프로메테우스 가이드북은 A to Z Metnros (Udemy) — Prometheus | The Complete Hands-On for Monitoring & Alerting를 듣고 작성한 가이드북입니다.
가이드북의 전체 목차 및 인덱싱은 프로메테우스 가이드북 — 소개 페이지를 참고해주세요.
개요
프로메테우스 알람에서 특정한 상황에서 이메일을 발송하는 구성을 살펴보았습니다.
하지만 알람이 N~NNN개 이상 많아지면 관리자(담당자)는 엄청난 양의 메일을 받고 이를 처리해야 할 것입니다. 따라서 이를 다양한 대상으로 라우팅하는 기법이 필요합니다.
Metric의 구분
Prometheus Metric은 크게 2종류로 구분될 수 있을 것입니다.
Star Solution (e.g. Linux, Windows)
PEC Techologies (e.g. Python, Golang)
AlertManager의 구분
앞서 Metric을 구분한 것에 세부 개발팀으로 이를 라우팅할 수 있을 것입니다.
Star Solution (e.g. Linux, Windows)
Linux Team (e.g. Linux OS)
Linux Manager (e.g. Critical Metric)
Linux Team Lead (e.g. Waring Metric)
Windows Team (e.g. Windows OS)
Windows Manager (e.g. Critical Metric)
Windows Team Lead
(e.g. Warning Metric)
PEC Technologies (e.g. Python, Golang)
Python Team (e.g. Python OS)
Python Manager (e.g Critical Metric)
Python Team Lead (e.g Warning Metric)
Golang Team (e.g. Golang OS)
Golang Manager (e.g. Critical Metric)
Python Team Lead (e.g Warning Metric)
Recording Rule : web-rules
파일명 : ./rules/web-rules.yaml
파일 예제
groups:
- name: python-app-rules
rules:
# Python Application Alerts
- record: job:app_request_latency_seconds:rate1m
expr: rate(app_response_latency_seconds_sum[1m]) / rate(app_response_latency_seconds_count[1m])
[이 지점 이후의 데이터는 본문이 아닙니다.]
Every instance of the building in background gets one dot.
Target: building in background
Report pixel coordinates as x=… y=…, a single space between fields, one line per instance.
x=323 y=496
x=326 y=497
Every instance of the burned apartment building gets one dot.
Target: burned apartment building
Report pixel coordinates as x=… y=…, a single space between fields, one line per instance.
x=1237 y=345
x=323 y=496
- alert: AppLatencyAbove2sec
expr: 2 < job:app_request_latency_seconds:rate1m < 5
for: 2m
labels:
severity: warning
app_type: python
annotations:
summary: 'Python app latency is going high'
description: 'App latency of instance {{ $labels.instance }} of job {{ $labels.job }} is {{ $value }} for more than 5 minutes.'
app_link: 'http://localhost:8000/'
- alert: AppLatencyAbove5sec
expr: job:app_request_latency_seconds:rate1m >= 5
for: 2m
labels:
severity: critical
app_type: python
annotations:
summary: 'Python app latency is over 5 seconds.'
description: 'App latency of instance {{ $labels.instance }} of job {{ $labels.job }} is {{ $value }} for more than 5 minutes.'
app_link: 'http://localhost:8000/'
- name: go-app-rules
rules:
# Go Application Alerts
- record: job:go_app_request_latency_seconds:rate1m
expr: rate(go_app_response_latency_seconds[1m]) / rate(go_app_response_latency_seconds[1m])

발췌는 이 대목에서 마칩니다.